Pakistan plane crash investigators find recorders
By Aamir Ashraf
KARACHI (Reuters) – Investigators have recovered the flight
data and cockpit voice recorders of a Pakistan International
Airlines’ (PIA) plane that crashed killing all 45 people on
board, a senior official said on Tuesday.
The Fokker F-27 turboprop, built in 1964, crashed on Monday
on the outskirts of the central city of Multan two minutes
after take off.
Shahnawaz Dara, head of PIA’s flight safety wing, said the
flight data recorder and the cockpit voice recorder with
information about the aircraft’s final moments were recovered
in good condition.
“Pilots did not contact the control tower before the crash
… the voice recorder will give a direction on what was
happening at the time of the crash and why there was no contact
from the cockpit crew,” Dara told Reuters.
“Both pieces of equipment are good enough to find out what
happened to the aircraft before the crash.”

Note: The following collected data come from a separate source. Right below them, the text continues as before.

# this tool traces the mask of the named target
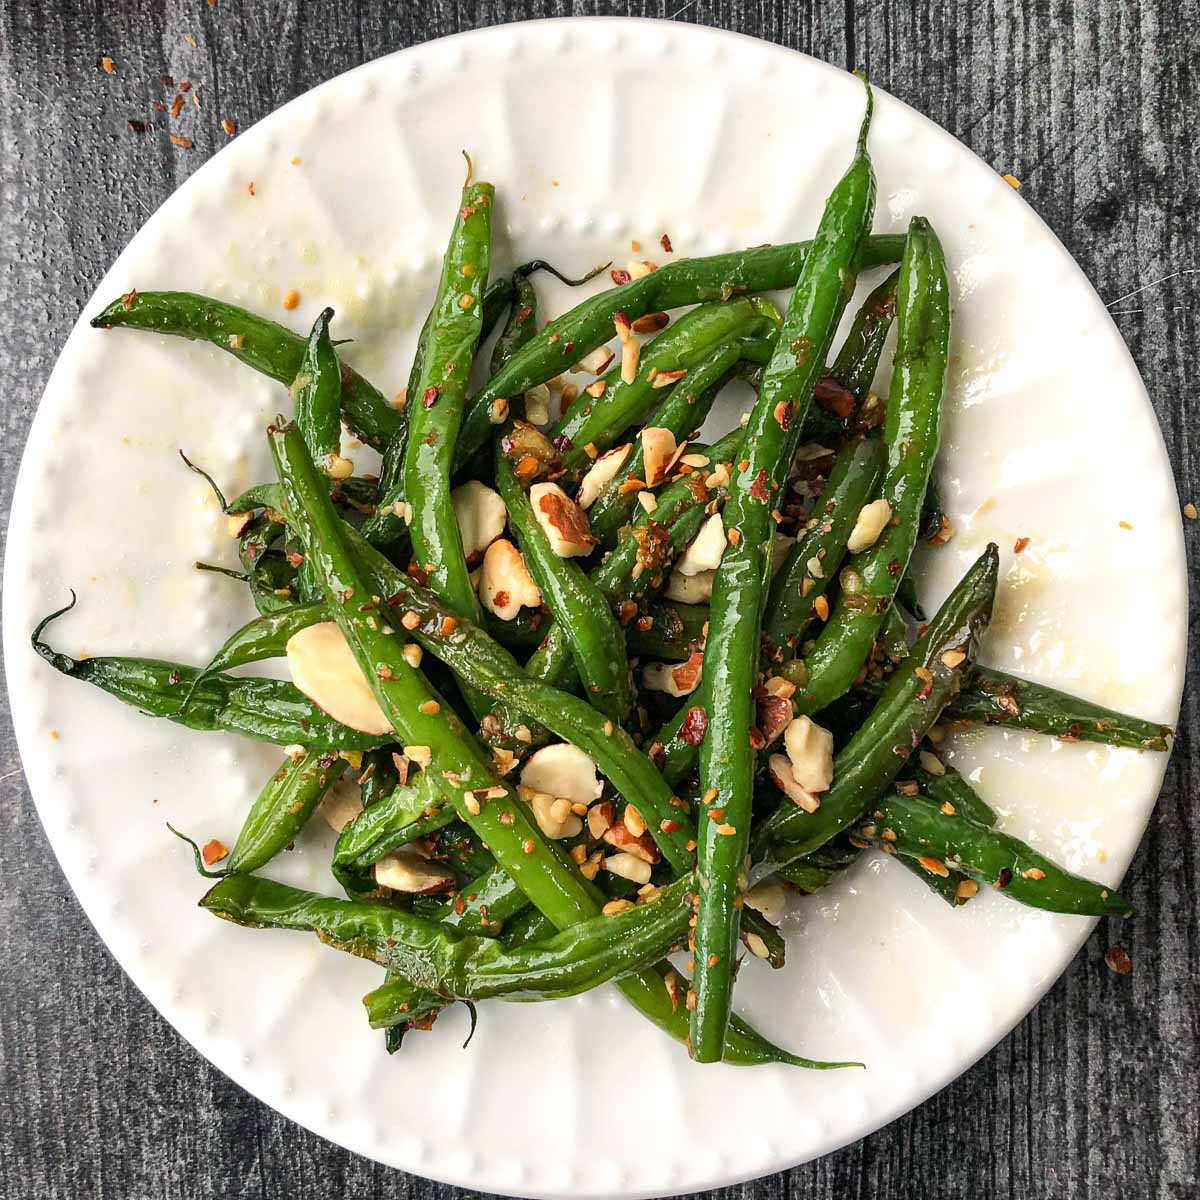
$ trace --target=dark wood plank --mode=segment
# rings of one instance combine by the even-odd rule
[[[213,114],[249,124],[348,67],[461,29],[677,10],[682,21],[864,66],[985,161],[1013,171],[1100,294],[1119,301],[1117,321],[1181,494],[1200,496],[1188,405],[1200,275],[1155,282],[1200,267],[1197,0],[3,0],[5,524],[29,420],[80,305],[145,217],[224,140]],[[104,54],[115,60],[112,76],[99,69]],[[202,89],[203,115],[186,130],[192,150],[137,137],[126,125],[164,98],[164,73]],[[1194,568],[1195,523],[1187,537]],[[453,1189],[375,1166],[276,1116],[150,1009],[53,862],[24,786],[7,697],[0,703],[0,1194],[450,1200]],[[1127,888],[1133,921],[1102,925],[1038,1009],[919,1110],[819,1163],[727,1196],[1200,1195],[1200,846],[1190,819],[1200,795],[1198,705],[1193,687]],[[1116,940],[1134,958],[1124,979],[1103,963]]]

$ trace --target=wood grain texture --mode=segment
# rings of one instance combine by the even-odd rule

Pakistan’s aviation regulator said help of foreign experts
could be sought to examine the recorders if necessary.
Witnesses said they saw flames coming from the aircraft
after it took off, and it appeared to be tilting to the right.
It was the third Fokker Friendship operated by PIA to have
crashed since 1970.
PIA officials said there were no plans to ground the
remaining six Fokkers in the fleet and all of the planes,
including the one that crashed, were airworthy.
However, airlines’ pilots demanded an immediate phasing-out
of the Fokkers, which are due to be replaced in any case.
PIA is replacing the Fokkers with ATR 42-500 aircraft from
Avions de Transport Regional — a joint venture between
France-based European Aeronautic Defense and Space Company and
Italy’s Alenia Aeronautica.
One of the new planes has already been delivered and six
more are due by mid-2007, PIA spokesman Hasan Jaffery said.